The 1984 Dialogues de l’ombre double — heard in the bassoon version, played by Adrian Morejon — is clearly divided into a series of “strophes,” a word usually applied to song structure. When heard in that spirit, the piece’s distinct sections emerge. The electronic element, as the title suggests, acts as a shadow of sorts from a different realm (an aggressive ghost?) and creates its own kind of counterpoint to the live, linear instrument. Most arresting was a moment near the end when the live instrumentalist holds a long high note while the shadow version acts out with a freedom that’s possible only with atonality. And for those who thought Boulez was inflexible, the piece exists in versions for clarinet and saxophone.
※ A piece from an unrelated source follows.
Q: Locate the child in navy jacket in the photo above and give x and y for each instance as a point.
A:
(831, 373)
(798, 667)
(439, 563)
Bassoonist Adrian Morejon performed Boulez’s ‘Dialogues de l’ombre double.’ (Photo by David Patrick Stearns)

Elsewhere at the Talea concert, John Cage threatened to walk off with the evening: His 1985 Ryoanji had oboist Michelle Farrah positioned at various points in the room playing all manner of squalky extended techniques with stark percussive electronic blows that hit irregularly, every one to five seconds. However, the piece wore out its welcome — and then some — causing one listener to call it a “duet for cat and New York radiator.”

Different revelations were in store across the river at Lincoln Center on Jan. 25. The “Improvisations I and II sur Mallarmé” from Pli selon pli once sent audiences streaming toward the exits in the spirit of a fire drill. But not in 2025. Soprano Jana McIntyre didn’t just sing well but also was cognitively brilliant, not just with her shading of the constantly morphing, luxuriously oblique Stéphane Mallarmé French Symbolist text but in how Boulez projected it. But has the overall piece ever felt more direct with the vocal line framed by such iridescent instrumental colors?
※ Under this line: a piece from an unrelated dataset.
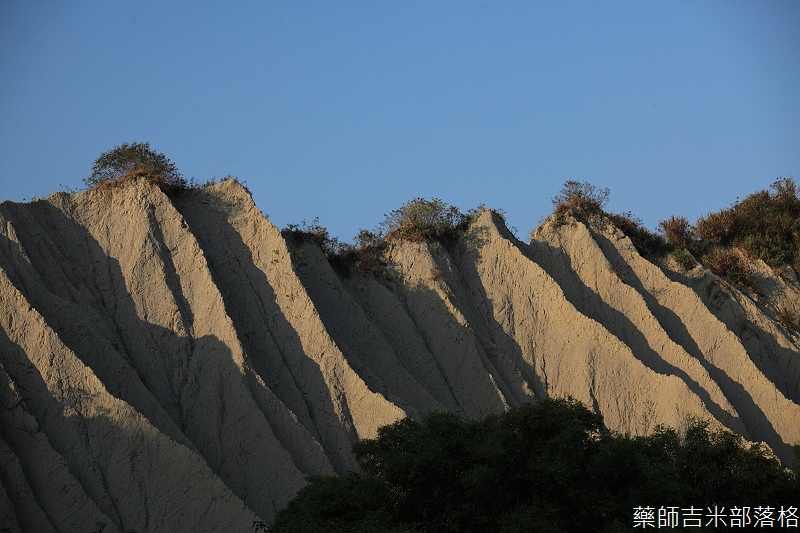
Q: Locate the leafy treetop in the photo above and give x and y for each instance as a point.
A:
(135, 158)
Well, among the many versions of Pli selon pli, the chamber version for seven musicians was used, in contrast to the 30 employed by some versions of the piece. Hail to conductor Robertson for choosing it. And for being game for the rest of the program, which recreated one of Boulez’s famous “rug concerts” during his controversial tenure as New York Philharmonic music director (1971-77).

As part of the New York Philharmonic’s Boulez concert, David Robertson led a performance of Stravinsky’s suite from ‘The Soldier’s Tale.’

It was perversely diverse. Bach, represented by his Brandenburg Concerto No. 3, goes with anything (and was quite well played), even next to Schubert’s exuberantly overwritten Symphony No. 2. Was the idea to make Webern’s compressed Symphony (with variations you’ll miss if you blink) seem elegant in comparison? In any case, Webern came off tentative and quiet. No Second Viennese School composer is harder to pull off.

After the Boulez “Improvisations,” though, came Stravinsky’s suite from The Soldier’s Tale. Who knows what Boulez was thinking? A piece of candy for listeners who made it to the end? After Webern and his own constantly unfolding music, Stravinsky seemed redundant in his storytelling and consideration for giving the dancers stage time. The performance didn’t seem all that committed, though violinist Sheryl Staples was a constant beacon, alive to all details of Stravinsky’s nimble, witty characterizations.